Estimating the real total
The convention totals announced by Twitter cover a period of hours, not one hour. The conventions’ tweets-per-hour were definitely lower than 3.6 million tweets. So if we make the assumption that we got 8% – 28% of the real total:
- Estimated total (min) = 109,320 / 28 * 100
- Estimated total (min) = 390,428
- Estimated total (max) = 109,320 / 8 * 100
- Estimated total (max) = 1,366,500
Based on our data, the estimated total #Merdeka55 tweets is 360,428 – 1,366,500 tweets.
Estimating the tweets- per-minute (TPM)
Twitter’s system gives us a per-minute sample of what is tweeted. By taking the highest peak in our data, we can estimate the TPM of the real data.
- Highest peak = 2,146 TPM
- Percentage of our total = 2,146/109,320 * 100 = 1.963 %
- Given total = 3,611,323
- Estimated peak = 3,611,323 * 1.963 %
- Estimated peak = 70,890 TPM
During the Olympics, Twitter mentioned the biggest records as:
- Usain Bolt winning the gold in the 200m sprint (80,000+ TPM)
- Usain Bolt winning the gold in the 100m sprint (74,000+ TPM)
- Andy Murray winning the gold in men’s tennis singles (57,000+ TPM)
That puts #Merdeka55 as being just below Usain Bolt. It is surprising that such a record went unnoticed by Twitter.
Was the #Merdeka55 a world record?
Only Twitter and their data provider partners (Gnip, Datasift) know the true number of tweets sent for any given topic. Other online systems only have access to a subset of tweets sent, using the same API that Politweet used.
Twitter tends to announce tweets-per-minute and tweets-per-second records, not tweets-per-hour. The closest record that seems relevant is the 2.7 million tweets about Spain during the #Euro2012 Final against Italy, which should cover about 2 hours or more (90 minute match + 15 minute halftime + post-match buzz).
So assuming the figure is true, it is possible that the 3.6 million tweets are a world record.

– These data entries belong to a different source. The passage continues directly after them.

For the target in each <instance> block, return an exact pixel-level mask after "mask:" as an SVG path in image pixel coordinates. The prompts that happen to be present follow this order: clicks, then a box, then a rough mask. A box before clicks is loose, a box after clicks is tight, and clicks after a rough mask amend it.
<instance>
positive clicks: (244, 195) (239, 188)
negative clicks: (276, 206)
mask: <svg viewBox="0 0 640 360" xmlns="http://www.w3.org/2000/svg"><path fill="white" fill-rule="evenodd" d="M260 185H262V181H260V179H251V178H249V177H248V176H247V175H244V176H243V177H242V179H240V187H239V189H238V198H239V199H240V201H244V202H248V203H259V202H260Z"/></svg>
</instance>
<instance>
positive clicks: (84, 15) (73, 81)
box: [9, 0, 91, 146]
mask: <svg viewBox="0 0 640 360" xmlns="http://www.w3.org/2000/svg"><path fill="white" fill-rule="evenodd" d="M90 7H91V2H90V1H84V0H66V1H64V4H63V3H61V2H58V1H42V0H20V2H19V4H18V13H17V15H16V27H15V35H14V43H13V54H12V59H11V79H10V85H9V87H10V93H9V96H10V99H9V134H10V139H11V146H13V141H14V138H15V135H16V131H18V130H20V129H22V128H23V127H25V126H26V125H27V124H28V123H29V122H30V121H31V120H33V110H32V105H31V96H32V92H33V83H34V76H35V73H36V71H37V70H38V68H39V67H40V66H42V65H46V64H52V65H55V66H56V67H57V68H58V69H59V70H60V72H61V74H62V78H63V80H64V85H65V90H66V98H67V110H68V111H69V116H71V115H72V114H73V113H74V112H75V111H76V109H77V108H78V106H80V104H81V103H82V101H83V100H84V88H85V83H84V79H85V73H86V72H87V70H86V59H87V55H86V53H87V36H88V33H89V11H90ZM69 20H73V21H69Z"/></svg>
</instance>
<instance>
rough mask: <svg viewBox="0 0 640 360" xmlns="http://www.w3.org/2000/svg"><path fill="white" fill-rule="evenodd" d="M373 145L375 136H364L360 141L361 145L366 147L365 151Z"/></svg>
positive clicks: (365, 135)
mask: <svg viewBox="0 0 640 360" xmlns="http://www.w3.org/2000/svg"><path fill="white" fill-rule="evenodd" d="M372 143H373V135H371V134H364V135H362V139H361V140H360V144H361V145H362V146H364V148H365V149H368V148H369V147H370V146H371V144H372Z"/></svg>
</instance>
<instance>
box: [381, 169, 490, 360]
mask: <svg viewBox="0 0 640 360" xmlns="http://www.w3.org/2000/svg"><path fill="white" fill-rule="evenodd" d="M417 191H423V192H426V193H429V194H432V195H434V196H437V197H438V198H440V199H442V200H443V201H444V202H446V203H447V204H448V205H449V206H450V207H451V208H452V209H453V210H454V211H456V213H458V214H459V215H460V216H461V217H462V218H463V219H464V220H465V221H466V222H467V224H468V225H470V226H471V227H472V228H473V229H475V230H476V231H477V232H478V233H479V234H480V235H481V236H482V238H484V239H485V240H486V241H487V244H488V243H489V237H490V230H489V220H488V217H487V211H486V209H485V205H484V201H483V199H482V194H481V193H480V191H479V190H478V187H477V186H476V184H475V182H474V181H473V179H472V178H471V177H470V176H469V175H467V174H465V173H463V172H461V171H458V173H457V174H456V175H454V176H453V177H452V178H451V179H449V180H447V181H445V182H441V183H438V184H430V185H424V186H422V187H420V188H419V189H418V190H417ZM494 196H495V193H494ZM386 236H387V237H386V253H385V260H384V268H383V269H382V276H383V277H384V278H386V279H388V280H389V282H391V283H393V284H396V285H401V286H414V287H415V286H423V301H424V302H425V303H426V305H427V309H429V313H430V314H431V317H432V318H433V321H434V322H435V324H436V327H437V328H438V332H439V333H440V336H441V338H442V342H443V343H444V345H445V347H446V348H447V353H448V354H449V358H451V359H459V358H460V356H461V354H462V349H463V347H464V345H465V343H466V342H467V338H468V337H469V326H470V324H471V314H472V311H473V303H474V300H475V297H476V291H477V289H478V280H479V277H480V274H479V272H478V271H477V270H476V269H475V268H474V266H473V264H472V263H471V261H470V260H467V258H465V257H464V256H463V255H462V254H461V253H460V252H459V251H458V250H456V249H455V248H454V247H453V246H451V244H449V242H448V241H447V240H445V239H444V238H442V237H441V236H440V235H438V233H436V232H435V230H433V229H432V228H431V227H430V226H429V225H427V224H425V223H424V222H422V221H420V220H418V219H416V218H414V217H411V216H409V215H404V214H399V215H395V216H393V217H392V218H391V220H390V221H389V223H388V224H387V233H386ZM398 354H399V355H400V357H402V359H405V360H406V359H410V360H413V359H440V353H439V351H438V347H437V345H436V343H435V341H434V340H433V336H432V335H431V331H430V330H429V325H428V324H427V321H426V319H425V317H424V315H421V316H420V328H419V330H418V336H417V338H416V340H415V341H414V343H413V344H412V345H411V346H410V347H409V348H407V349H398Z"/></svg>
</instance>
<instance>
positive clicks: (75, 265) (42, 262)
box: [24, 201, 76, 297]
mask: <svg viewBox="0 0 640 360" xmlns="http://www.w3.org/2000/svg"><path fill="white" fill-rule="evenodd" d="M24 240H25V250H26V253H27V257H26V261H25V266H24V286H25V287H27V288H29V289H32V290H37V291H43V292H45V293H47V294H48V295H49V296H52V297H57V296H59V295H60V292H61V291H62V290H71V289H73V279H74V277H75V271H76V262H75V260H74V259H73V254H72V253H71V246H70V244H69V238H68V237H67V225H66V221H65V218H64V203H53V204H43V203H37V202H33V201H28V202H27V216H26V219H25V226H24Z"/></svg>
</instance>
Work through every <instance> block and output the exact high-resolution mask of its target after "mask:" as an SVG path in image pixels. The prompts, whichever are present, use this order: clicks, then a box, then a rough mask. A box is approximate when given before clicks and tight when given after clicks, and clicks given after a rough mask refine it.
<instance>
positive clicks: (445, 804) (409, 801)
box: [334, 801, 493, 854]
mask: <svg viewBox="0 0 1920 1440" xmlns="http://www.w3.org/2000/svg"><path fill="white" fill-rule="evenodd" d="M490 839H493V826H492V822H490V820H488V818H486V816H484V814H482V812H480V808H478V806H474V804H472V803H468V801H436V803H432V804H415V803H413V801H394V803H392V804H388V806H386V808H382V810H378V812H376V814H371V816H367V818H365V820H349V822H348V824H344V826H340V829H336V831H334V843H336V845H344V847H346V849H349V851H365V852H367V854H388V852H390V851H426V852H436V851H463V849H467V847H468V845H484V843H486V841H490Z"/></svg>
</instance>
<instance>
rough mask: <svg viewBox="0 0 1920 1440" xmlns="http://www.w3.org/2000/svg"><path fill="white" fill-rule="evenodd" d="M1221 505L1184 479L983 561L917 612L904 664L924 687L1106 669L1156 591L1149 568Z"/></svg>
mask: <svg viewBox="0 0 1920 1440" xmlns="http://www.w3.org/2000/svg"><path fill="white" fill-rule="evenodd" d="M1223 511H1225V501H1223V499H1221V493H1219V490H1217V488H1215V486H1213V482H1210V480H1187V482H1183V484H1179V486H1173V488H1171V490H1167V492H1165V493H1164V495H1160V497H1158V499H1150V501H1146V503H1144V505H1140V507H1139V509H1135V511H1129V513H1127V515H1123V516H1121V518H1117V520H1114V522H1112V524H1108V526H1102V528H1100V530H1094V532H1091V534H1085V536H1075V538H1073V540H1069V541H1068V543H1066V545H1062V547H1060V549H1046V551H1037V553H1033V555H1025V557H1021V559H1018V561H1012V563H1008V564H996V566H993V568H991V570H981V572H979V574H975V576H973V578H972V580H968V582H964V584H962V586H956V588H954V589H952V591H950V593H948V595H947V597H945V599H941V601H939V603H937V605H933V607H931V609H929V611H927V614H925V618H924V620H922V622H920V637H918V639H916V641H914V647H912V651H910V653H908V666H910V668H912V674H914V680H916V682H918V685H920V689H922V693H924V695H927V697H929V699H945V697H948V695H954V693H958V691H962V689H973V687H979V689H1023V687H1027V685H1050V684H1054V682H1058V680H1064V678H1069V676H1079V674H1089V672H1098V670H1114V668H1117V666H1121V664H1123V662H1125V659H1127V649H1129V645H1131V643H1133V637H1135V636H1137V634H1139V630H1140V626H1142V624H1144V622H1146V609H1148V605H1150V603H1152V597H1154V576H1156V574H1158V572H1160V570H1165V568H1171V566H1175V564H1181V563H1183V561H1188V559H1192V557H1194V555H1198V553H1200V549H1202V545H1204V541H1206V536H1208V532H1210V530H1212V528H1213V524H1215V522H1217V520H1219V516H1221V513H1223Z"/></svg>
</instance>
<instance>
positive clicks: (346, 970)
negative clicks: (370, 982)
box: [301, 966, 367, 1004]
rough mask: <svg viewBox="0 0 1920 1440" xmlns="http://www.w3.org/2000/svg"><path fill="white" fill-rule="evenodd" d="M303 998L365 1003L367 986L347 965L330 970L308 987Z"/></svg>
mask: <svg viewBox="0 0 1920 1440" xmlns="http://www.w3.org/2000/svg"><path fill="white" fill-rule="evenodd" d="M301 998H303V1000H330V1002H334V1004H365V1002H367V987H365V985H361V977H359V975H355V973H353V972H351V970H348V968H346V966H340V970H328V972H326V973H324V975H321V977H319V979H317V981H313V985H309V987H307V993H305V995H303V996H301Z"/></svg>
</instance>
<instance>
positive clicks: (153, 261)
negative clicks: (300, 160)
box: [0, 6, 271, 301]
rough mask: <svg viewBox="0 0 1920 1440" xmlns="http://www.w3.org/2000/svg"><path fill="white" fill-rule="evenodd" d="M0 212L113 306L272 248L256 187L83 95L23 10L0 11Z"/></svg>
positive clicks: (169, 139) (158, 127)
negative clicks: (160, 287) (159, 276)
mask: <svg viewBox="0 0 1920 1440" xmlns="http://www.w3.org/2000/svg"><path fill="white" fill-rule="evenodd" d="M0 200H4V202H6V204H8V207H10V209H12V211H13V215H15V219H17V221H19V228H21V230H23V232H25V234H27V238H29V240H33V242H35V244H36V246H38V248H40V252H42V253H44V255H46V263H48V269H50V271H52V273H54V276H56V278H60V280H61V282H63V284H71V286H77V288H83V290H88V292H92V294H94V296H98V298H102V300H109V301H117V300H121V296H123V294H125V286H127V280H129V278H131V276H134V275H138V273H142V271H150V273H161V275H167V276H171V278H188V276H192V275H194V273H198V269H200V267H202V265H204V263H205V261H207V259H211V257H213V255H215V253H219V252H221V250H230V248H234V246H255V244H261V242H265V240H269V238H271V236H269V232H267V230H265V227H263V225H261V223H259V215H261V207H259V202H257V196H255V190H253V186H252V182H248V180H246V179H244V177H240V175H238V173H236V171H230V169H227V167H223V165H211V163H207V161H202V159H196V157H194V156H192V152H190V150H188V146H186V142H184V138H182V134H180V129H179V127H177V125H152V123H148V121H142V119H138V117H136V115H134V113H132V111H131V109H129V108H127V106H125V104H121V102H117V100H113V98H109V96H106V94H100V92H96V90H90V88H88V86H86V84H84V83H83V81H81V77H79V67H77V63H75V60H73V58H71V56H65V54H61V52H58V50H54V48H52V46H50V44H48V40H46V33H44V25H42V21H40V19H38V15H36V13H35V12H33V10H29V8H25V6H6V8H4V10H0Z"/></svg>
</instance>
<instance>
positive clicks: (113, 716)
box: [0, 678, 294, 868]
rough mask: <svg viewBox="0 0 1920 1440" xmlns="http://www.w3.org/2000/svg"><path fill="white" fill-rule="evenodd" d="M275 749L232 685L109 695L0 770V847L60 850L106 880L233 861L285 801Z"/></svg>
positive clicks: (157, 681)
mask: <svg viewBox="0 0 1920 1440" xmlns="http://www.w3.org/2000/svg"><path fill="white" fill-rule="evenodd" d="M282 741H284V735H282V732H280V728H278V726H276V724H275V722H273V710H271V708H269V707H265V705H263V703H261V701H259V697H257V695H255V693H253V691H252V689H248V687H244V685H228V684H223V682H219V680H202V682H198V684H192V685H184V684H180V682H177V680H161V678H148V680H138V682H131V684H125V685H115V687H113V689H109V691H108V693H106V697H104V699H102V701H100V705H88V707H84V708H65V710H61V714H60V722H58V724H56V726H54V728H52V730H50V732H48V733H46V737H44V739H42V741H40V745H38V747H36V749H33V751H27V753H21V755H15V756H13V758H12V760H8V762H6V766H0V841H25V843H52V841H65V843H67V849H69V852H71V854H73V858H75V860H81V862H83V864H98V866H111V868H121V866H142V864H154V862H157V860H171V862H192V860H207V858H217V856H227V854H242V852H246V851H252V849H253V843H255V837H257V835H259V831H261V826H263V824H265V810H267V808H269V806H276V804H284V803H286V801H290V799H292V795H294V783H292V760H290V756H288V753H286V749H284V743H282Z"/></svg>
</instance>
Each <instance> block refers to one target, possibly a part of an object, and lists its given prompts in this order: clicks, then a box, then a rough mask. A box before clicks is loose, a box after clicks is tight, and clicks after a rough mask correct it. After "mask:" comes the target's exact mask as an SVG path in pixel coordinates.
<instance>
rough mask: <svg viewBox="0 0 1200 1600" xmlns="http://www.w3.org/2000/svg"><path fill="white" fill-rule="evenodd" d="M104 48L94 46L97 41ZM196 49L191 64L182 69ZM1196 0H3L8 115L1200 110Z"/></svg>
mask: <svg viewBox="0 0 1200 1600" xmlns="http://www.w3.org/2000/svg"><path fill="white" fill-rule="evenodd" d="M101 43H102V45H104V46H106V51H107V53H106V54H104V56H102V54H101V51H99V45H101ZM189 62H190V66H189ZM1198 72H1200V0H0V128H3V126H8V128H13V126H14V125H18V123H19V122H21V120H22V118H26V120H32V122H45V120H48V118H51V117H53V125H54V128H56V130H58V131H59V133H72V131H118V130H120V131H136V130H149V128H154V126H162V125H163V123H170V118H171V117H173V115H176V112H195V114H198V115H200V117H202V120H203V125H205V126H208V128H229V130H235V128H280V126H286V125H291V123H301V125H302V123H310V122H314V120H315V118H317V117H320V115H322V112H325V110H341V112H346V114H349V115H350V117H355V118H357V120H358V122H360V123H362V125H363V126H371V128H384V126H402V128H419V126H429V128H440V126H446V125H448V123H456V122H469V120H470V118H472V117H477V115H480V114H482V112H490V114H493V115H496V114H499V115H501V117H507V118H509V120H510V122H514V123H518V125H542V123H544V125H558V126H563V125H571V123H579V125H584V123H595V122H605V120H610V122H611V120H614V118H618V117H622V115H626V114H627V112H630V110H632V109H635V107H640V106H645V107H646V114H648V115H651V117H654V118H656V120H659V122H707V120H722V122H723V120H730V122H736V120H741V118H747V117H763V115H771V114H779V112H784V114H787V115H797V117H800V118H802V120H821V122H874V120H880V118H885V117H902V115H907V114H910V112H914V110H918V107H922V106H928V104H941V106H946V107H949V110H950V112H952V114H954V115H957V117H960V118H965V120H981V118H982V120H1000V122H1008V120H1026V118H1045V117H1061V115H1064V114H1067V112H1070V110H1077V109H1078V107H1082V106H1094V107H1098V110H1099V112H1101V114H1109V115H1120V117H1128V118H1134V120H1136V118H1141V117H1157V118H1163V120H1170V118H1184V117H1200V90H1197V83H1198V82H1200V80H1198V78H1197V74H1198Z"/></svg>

However to date, Twitter has made no announcement on their blog about #Merdeka55. There is also no mention of the #Merdeka55 record online by other tracking websites. Without a third party to verify the data, the 3.6 million tweets figure is doubtful.
The presence of clones also reduces the quality of the record. If the person or organisation in charge of these clones hadn’t polluted the data, whatever record was achieved would have had more historical value.
Update #1 (7th September 2012)
Corrected a typo under ‘How many #Merdeka55 tweets were really sent’. Original text was “If global TPM is high, then we get significantly less“. Correct version is “If global TPM is high, then we get significantly more“. Twitter’s Streaming API offers access to a percentage of tweets based on how much is globally tweeted at the moment. It is stated to be 1%, but we found it to be more.
This does not mean we can only get 1% of tweets on any topic. Think of the limitation as a ceiling on how much data can be received per minute. For example, if our limit is 4000 TPM and the total tweets about @NajibRazak is 3000 TPM, we would then get 100% of all tweets. If we are tracking tweets about @NajibRazak (real total 3000 TPM) and tweets about @BarackObama (real total 3000 TPM), then we would lose 2000 TPM because our limit is 4000 TPM.